The first reason of this approach is me. I have never GMed dungeon crawls and even the times I have played one can be counted with my fingers. I have never played a long dungeon campaign or had the pleasure of hunt experience with D&D back in the day.
Second reason is the background of our group. Half of the players are much more familiar with D&D and Pathfinder than more “story driven” rpgs. This way we all get the joy of dungeoneering with the spice of story driven campaign.
Third reason is to challenge ourselves (or at least me) to make the system work. While toying with the Wayward Sons hack and my own gaming system I have yearned for hard written rules to follow. Restricting the action into dungeons (or dungeon-like surroundings) allows me to justify the hard rulings and setting me free of “being the fan of the characters”. Rules and dice let me to set thing upon characters that they can either deal with or succumb under.
(This yearning was actually inspired by Ville’s adventures with the OSR. I have been bugging him to write more about it but have not succeeded in this quest thus far.)
Other major influences for me while I began to think this campaign were RodeoGames’ Warhammer Quest app and the fact that I knew I wanted to use the battle map as often as possible. Since I have been collection Warhammer minis for over a decade I have a vast collection of adversaries to throw against my players’ characters.

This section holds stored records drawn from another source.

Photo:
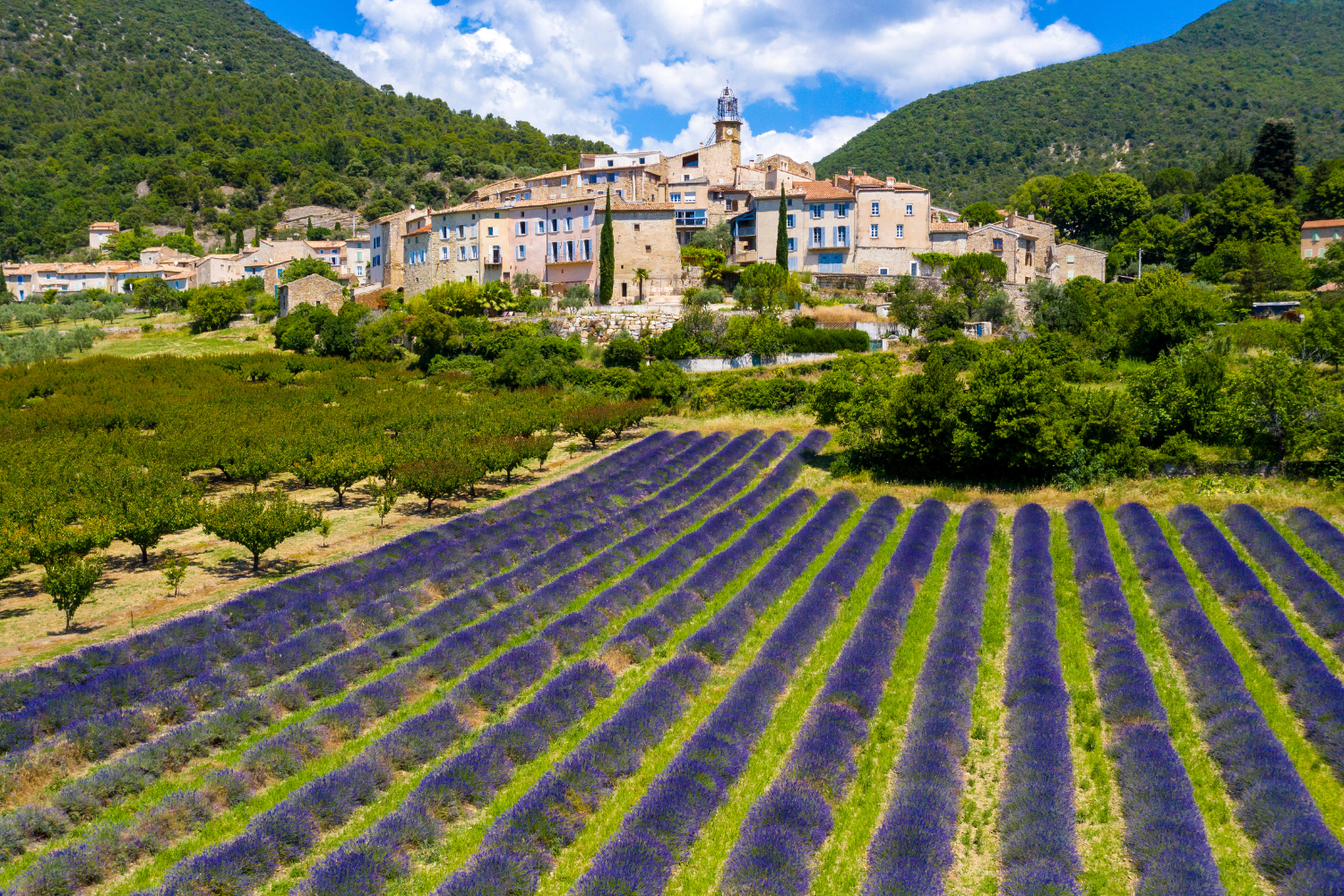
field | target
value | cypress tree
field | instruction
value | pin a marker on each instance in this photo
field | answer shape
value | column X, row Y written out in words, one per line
column 607, row 257
column 1276, row 156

So how did the first session go? I think it was a success. All players had created their characters in advance (wood elf thief, wood elf kithband warrior, human initiate of Sigmar and an Estalian diestro) so we managed to get the game going relatively quickly.
After a couple of successful experiences with starting with the action I just told the players their characters woke up in a complete darkness. They started to poke around and presented their heroes in a characterful way. Soon they found their way out of the cell they were locked in, got a single candle to light their way and set out to explore their first dungeon.
I really liked this approach. To me it set the tone for the whole campaign from the start. Unknown dungeons with dangers that are not always horrible monsters. The fact that we used the battle map and the corebook was browsed for several unnecessary rules get us into a right mind set. This game is not about social interaction with merchants in the busy streets of Altdorf. It is the adventure at the backland of the Empire were strange beings lurk behind every corner.
Hopefully we can keep this candle burning for long enough time to have another memorable campaign in the Old World. I know I’m working my ass of for it – this first adventure will be published as a completely written (and hopefully somewhat illustrated) pdf as soon as I we have played it through and I have made the necessary corrections.